Wie hoch sind die echten Betriebskosten einer NAC-Appliance?
Bei der Entscheidung für eine Network-Access-Control-Lösung stehen häufig Lizenzkosten und einmalige Projektaufwände im Vordergrund. Diese Zahlen lassen sich einfach vergleichen und gut budgetieren. Was dabei oft unterschätzt oder gar nicht berücksichtigt wird, sind die laufenden Betriebskosten einer klassischen NAC-Appliance. Genau diese Kosten entscheiden jedoch darüber, ob eine Lösung langfristig tragfähig ist oder im Alltag zur Belastung wird.
Eine NAC-Appliance ist kein isoliertes System, das einmal eingerichtet wird und danach im Hintergrund läuft. Sie ist tief in die Netzwerkinfrastruktur integriert und übernimmt eine sicherheitskritische Funktion. Entsprechend hoch sind die Anforderungen an Verfügbarkeit, Wartung und Betrieb. Bereits der Grundbetrieb erfordert eigene Server oder virtuelle Maschinen, Datenbanken, Zertifikatsdienste und eine saubere Einbindung in die bestehende Netzwerkarchitektur. Diese Komponenten müssen nicht nur initial aufgebaut, sondern dauerhaft betrieben werden.
Ein wesentlicher Kostenfaktor ist der personelle Aufwand. NAC-Systeme erfordern spezialisiertes Know-how, das über klassische Netzwerkadministration hinausgeht. Regelmässige Updates, Anpassungen an neue Betriebssystemversionen, die Pflege von Geräteprofilen und die Analyse von Zugriffsproblemen gehören zum laufenden Betrieb. In vielen Unternehmen wird dieser Aufwand nicht explizit ausgewiesen, sondern „nebenbei" erledigt. Rechnet man die dafür benötigten Stunden realistisch zusammen, entsteht jedoch schnell ein erheblicher Kostenblock.
Hinzu kommen indirekte Betriebskosten, die im Budget oft nicht sichtbar sind. Fehlkonfigurationen oder abgelaufene Zertifikate können dazu führen, dass Geräte keinen Netzwerkzugang mehr erhalten. Solche Störungen betreffen nicht nur die IT, sondern wirken sich unmittelbar auf die Produktivität der Mitarbeitenden aus. Jeder Vorfall erzeugt Support-Tickets, Unterbrechungen und Ad-hoc-Massnahmen, die Zeit und Ressourcen binden.

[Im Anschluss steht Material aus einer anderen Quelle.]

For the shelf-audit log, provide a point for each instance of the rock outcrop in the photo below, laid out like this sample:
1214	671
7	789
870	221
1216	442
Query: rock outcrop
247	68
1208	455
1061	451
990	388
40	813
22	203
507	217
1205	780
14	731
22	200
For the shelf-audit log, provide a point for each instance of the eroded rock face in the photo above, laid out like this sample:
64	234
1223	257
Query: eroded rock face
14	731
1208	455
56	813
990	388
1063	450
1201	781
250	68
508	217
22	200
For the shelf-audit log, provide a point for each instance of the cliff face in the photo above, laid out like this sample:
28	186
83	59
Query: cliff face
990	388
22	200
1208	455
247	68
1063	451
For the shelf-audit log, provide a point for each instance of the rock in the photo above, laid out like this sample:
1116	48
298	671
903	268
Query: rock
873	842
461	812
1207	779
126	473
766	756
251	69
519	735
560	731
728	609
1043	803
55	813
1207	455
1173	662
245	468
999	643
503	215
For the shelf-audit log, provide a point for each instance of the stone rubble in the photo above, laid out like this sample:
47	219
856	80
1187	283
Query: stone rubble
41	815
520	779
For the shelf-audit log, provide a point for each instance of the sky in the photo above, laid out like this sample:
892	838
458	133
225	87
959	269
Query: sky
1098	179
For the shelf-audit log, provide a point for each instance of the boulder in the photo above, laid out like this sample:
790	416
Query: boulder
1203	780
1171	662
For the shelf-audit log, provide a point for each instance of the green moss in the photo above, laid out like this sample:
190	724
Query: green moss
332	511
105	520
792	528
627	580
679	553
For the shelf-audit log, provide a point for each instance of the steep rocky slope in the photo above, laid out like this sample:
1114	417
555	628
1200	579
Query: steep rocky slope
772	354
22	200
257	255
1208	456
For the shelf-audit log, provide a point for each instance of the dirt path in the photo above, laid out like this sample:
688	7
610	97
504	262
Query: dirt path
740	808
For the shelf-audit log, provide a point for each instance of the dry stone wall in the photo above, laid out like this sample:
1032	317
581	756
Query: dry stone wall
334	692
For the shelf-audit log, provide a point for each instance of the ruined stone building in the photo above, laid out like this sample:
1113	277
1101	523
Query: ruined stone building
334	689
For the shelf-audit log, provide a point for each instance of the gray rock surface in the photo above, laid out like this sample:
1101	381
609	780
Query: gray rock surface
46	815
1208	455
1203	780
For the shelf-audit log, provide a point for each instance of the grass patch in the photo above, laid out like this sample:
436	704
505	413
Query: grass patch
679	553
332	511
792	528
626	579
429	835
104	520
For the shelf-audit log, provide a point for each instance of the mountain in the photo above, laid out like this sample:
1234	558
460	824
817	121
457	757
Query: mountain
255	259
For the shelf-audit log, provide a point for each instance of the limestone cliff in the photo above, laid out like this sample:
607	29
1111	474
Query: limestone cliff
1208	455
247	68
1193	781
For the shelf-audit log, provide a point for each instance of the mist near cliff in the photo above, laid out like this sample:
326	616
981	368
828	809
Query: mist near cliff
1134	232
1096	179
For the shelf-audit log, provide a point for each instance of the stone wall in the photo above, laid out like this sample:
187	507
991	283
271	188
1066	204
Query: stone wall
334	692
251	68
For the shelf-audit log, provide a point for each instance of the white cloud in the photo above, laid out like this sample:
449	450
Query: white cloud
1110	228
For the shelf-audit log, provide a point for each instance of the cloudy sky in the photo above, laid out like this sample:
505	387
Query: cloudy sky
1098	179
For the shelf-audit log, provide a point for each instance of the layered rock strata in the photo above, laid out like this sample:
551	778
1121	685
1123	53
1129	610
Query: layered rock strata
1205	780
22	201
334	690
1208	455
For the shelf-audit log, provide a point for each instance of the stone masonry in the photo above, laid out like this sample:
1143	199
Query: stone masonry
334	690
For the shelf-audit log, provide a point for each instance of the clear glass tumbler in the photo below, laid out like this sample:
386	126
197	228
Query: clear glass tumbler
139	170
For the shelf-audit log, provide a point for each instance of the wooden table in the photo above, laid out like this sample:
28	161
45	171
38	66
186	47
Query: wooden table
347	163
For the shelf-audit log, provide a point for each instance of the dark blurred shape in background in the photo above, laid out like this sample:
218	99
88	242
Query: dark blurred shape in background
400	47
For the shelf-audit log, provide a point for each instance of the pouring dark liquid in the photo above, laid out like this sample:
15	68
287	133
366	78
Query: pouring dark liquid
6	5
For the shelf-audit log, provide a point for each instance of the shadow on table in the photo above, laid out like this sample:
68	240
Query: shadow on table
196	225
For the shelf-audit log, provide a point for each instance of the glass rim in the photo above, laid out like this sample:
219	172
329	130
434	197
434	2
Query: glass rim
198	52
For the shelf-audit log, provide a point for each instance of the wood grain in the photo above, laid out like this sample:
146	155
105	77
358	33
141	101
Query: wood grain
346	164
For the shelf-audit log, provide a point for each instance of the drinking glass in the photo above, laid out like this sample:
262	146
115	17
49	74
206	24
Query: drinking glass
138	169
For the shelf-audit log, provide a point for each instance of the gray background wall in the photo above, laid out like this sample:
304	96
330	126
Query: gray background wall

Auch die Weiterentwicklung der IT-Umgebung wirkt sich auf die Betriebskosten aus. Neue Gerätetypen, mobile Arbeitsmodelle oder zusätzliche Standorte erfordern Anpassungen an der NAC-Konfiguration. Klassische Appliances skalieren dabei nur bedingt. Zusätzliche Hardware, Lizenzen oder Redundanzkonzepte erhöhen die laufenden Kosten weiter. Gleichzeitig steigt die Komplexität, was den Betriebsaufwand zusätzlich verstärkt.
Ein weiterer, oft unterschätzter Faktor ist das Risiko von Sicherheitsausnahmen. Um den Betrieb stabil zu halten, werden NAC-Regeln im Alltag häufig abgeschwächt oder umgangen. Diese Ausnahmen reduzieren zwar kurzfristig den Support-Aufwand, erhöhen jedoch langfristig das Sicherheitsrisiko. Die Kosten eines Sicherheitsvorfalls lassen sich schwer beziffern, übersteigen jedoch in vielen Fällen die Einsparungen im operativen Betrieb deutlich.
Vergleicht man diese Faktoren mit modernen, cloudbasierten NAC-Ansätzen, wird der Unterschied deutlich. Cloud NAC verlagert den Infrastruktur-Betrieb, die Skalierung und einen grossen Teil der Wartung in die Cloud. Unternehmen konzentrieren sich auf Richtlinien und Sicherheitsentscheidungen, nicht auf den Betrieb der Plattform. Lösungen wie Portnox reduzieren damit nicht nur die technische Komplexität, sondern auch die laufenden Betriebskosten erheblich.
Die echten Kosten einer NAC-Appliance bestehen somit nicht nur aus Lizenzen und Hardware, sondern aus einem Zusammenspiel von Infrastruktur, Personal, Betriebsrisiken und indirekten Auswirkungen auf den Geschäftsbetrieb. Wer diese Faktoren realistisch betrachtet, erkennt schnell, dass der vermeintlich günstige On-Prem-Ansatz langfristig deutlich teurer sein kann als erwartet.